In 12 Monkeys, Cole is the protagonist and the apocalyptic future, returned to at the end of each episode, is much more present than in The Sarah Connor Chronicles. Cassie's perspective often holds much more weight with the viewer than Derek's ever did (it's just easier to like Cassie and agree with her than Derek). However, it's hard to say that the show gives equal space to each side of its central argument about whether the ends justify the means or that it really comes up with an argument that goes beyond 'Science fiction can fix everything'. 12 Monkeys also allows Cole to be a reasonable, even empathetic, killer because SFF can retcon all his harm. It's an interesting TV development considered in the history of stories about conscience, killing and survival. The twist I'd enjoy the most at this point - A Very Special Episode: Twelve Monkeys meets Hannibal.

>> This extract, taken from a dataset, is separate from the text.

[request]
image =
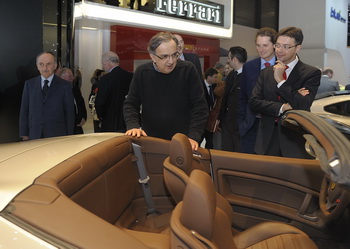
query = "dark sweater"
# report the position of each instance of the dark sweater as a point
(171, 103)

Essentially the program cheats; pulling on viewers feelings and pretending it's engaged in a srs discussion about ethics when really it's just strumming a familiar SFF line - we do what we want because we've got time travel. Don't get me wrong, I love time travel. I like 12 Monkeys because I like science fiction, time travel, dark stories and, bizarrely, Aaron Stanford's face (how did that happen?). I'm just not sure it has anything much interesting to say or much desire to use science fiction to connect with reality. Which is a shame because initially it looked like the kind of trashy but awesome TV that might actually have a unique voice. It looked like a good companion to The 100, albeit with less female characters (boo). I guess sometimes the Ethics student is just a screenwriter sneaking into class to gather material for their next big blockbuster series. Never mind, at least there's plenty of explosions. I really like explosions.

Series one of 12 Monkeys originally aired on SyFy. Episodes are available via the channel's website and Amazon Instant video.